En la conferencia de prensa de clausura de la cumbre, Obama elogió las declaraciones de Raúl Castro en Venezuela, cuando aseguró que Cuba estaba dispuesta a dialogar con EEUU sobre "todos los temas", incluyendo los derechos humanos y los prisioneros políticos. Obama dijo que las declaraciones de Raúl Castro eran "una señal de progreso" y la secretaria de Estado, Hillary Clinton, celebró esa "apertura". Y el subdirector de seguridad nacional de la Casa Blanca, Denis McDonough, ponderó el reconocimiento de Raúl Castro de que Cuba puede haber cometido errores en el pasado. "Me impresionó por su franqueza, nunca antes vista", dijo.
Pero esta semana, Fidel Castro enfrió las especulaciones de una mejora en las relaciones cubano-norteamericanas. Fidel, que dejó la presidencia por problemas de salud en 2006, contradijo a Raúl dos días seguidos en su columna de "reflexiones" que publica la prensa oficial. El martes, escribió que Obama había "malinterpretado" los comentarios de Raúl acerca de su voluntad de discutir el tema de los derechos humanos en la isla. Según Fidel, lo que su hermano quiso decir es que Cuba liberaría a los presos políticos si EEUU liberaba a los cinco cubanos condenados por espías en tribunales norteamericanos. El lunes, en un editorial titulado "Sueños delirantes", Fidel se burló del pedido de los presidentes en la Cumbre de las Américas para que Cuba sea readmitida en la OEA, asegurando que la isla no quiere formar parte de ella.
En Trinidad, varios presidentes y cancilleres me dijeron que piensan que Raúl quiere abrir la economía siguiendo el modelo vietnamita. Fidel, según dicen, teme que una apertura económica termine con su "revolución", o dictadura. Para los gobernantes latinoamericanos, existen señales concretas de que Raúl quiere mejores vínculos con Washington.
Días antes de la cumbre, Raúl Castro envió delegados a Brasil y Argentina para pedirles a sus presidentes que no permitieran que la cumbre colapsara por el tema cubano. Dicen que el mensaje de los emisarios era: pidan a Obama que levante las sanciones a Cuba, pero no lo ataquen porque podría generar un efecto rebote en la opinión pública estadounidense, poniendo en riesgo un posible acercamiento entre los dos países.
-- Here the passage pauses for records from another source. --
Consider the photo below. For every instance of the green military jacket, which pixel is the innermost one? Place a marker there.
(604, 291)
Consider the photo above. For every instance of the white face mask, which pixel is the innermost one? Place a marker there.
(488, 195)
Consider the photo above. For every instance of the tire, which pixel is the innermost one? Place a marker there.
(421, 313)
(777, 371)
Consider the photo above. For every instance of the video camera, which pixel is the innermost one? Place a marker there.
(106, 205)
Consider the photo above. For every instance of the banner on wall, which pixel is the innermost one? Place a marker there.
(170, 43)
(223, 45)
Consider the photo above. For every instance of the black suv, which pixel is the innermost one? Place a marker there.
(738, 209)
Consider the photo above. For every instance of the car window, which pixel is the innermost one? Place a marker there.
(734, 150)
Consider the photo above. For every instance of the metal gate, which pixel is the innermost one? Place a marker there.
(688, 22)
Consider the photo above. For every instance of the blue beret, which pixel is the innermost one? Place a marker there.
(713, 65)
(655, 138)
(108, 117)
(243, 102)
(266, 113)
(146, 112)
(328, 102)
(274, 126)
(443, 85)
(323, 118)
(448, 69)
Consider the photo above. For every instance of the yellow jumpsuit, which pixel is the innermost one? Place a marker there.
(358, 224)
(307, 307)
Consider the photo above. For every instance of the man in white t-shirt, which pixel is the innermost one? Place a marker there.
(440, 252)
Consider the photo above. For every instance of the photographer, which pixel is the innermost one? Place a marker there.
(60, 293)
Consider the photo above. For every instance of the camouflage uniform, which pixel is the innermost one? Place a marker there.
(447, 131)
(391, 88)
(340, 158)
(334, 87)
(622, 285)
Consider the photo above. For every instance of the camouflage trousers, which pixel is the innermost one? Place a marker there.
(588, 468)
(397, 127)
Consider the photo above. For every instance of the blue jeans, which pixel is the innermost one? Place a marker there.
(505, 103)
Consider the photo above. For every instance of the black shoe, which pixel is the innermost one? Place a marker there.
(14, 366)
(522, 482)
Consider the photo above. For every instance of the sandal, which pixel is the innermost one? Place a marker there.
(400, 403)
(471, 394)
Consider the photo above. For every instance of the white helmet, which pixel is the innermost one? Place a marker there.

El 12 de abril, el diario brasileño Folha de Sao Paulo publicó un artículo del respetado columnista Clovis Rossi, expresando que Raúl en persona está comunicando a los demás presidentes que él actúa por su propia cuenta. Según la nota, Raúl le dijo a la presidenta chilena Michelle Bachelet durante su reciente visita a La Habana: "Usted debe entender que aquí hay dos Castros muy diferentes".
¿Los Castro se pelean?, pregunté a Norberto Fuentes, autor de La Autobiografía de Fidel Castro y un hombre cercano a los hermanos Castro antes de exiliarse en 1994. "Se pelean todo el tiempo, pero al final del día gobiernan juntos. Y ahora que Fidel se recobró, está queriendo tomar todo bajo su control", dijo. Según Fuentes, Fidel ha saboteado todos los esfuerzos de EEUU por normalizar sus relaciones con Cuba durante los últimos 50 años. La última vez, derribando aviones de rescate de náufragos, en 1996. Fidel necesita una confrontación permanente con Washington, para justificar su control absoluto del poder, señala.
Mi opinión: Me parece bueno que Obama le haya ofrecido a Raúl una zanahoria, y que esté experimentando a ver si el presidente cubano acepta la oferta. Pero a menos que la salud de Fidel vuelva a empeorar, no creo que Cuba quiera hacerse amiga de Washington en un futuro próximo.